I've always assumed Sioux County religious folk vote for King and voted for Trump for a few reasons: 1) they want an end to abortion--that's a religious reason; 2) they are Republican--that's a political and familial reason. But could there be a third?  3) they are losing power to outsiders--and is that a racial reason? 

The new findings of the Public Religion Research Institute suggest, Rubin says, that the fawning adulation of President Trump (and Representative Steve King) by white Protestants may well be rooted just as deeply in race as it is in religion. 
White working-class voters who say they often feel like a stranger in their own land and who believe the U.S. needs protecting against foreign influence were 3.5 times more likely to favor Trump than those who did not share these concerns.
White working-class voters who favored deporting immigrants living in the country illegally were 3.3 times more likely to express a preference for Trump than those who did not.
As white Protestants watch their power diminish all around, even in Wal-Mart, is it a stretch to believe their voting patterns, here and elsewhere, have racial roots too? 

1 comment:

Anonymous said...

"I've always assumed Sioux County religious folk vote for King and voted for Trump for a few reasons: 1) they want an end to abortion--that's a religious reason; 2) they are Republican--that's a political and familial reason. But could there be a third? 3) they are losing power to outsiders--and is that a racial reason?"

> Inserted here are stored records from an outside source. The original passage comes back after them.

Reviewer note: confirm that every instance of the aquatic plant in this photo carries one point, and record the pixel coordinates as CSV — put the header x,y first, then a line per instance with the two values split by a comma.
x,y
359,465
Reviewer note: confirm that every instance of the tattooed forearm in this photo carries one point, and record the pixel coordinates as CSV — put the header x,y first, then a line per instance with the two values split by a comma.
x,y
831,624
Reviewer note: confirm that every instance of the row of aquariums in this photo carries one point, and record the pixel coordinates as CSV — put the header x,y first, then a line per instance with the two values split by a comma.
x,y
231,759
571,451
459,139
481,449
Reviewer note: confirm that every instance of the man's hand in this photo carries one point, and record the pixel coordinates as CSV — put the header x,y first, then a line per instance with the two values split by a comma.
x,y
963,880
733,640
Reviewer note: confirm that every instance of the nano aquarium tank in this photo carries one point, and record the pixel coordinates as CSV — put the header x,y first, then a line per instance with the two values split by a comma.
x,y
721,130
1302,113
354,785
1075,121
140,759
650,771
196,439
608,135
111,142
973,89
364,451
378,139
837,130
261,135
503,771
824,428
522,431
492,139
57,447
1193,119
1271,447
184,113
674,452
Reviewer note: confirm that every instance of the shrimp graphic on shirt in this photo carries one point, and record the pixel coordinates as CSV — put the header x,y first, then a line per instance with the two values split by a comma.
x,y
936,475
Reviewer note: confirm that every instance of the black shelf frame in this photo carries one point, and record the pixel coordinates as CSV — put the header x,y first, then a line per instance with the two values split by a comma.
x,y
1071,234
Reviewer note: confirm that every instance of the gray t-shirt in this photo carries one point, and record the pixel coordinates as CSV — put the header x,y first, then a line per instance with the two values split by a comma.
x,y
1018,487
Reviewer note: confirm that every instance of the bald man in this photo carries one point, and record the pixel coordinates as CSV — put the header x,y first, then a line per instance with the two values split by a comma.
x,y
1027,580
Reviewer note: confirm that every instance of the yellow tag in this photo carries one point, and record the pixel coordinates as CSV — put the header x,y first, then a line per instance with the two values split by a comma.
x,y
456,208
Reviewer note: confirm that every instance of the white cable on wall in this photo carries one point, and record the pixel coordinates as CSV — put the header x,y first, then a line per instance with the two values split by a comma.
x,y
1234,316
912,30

James, I think you are over-looking a BIG reason why folks voted for King and for Trump, MONEY. Religious folks do not like handing out their hard earned dollars to Iranians in a nuke-deal, free-loaders on welfare, Medicaid, free-hot lunch, free- health care, & free Obama phones etc. Watching looters in Florida drive up to shoe stores and sporting goods stores in BMW's lifting as many boxes of shoes as their arms can carry rubs conservative voters the wrong way. Buying votes by distributing bail-out money intended for shovel-ready jobs gives conservatives heart-burn...

I think you missed the boat on this one.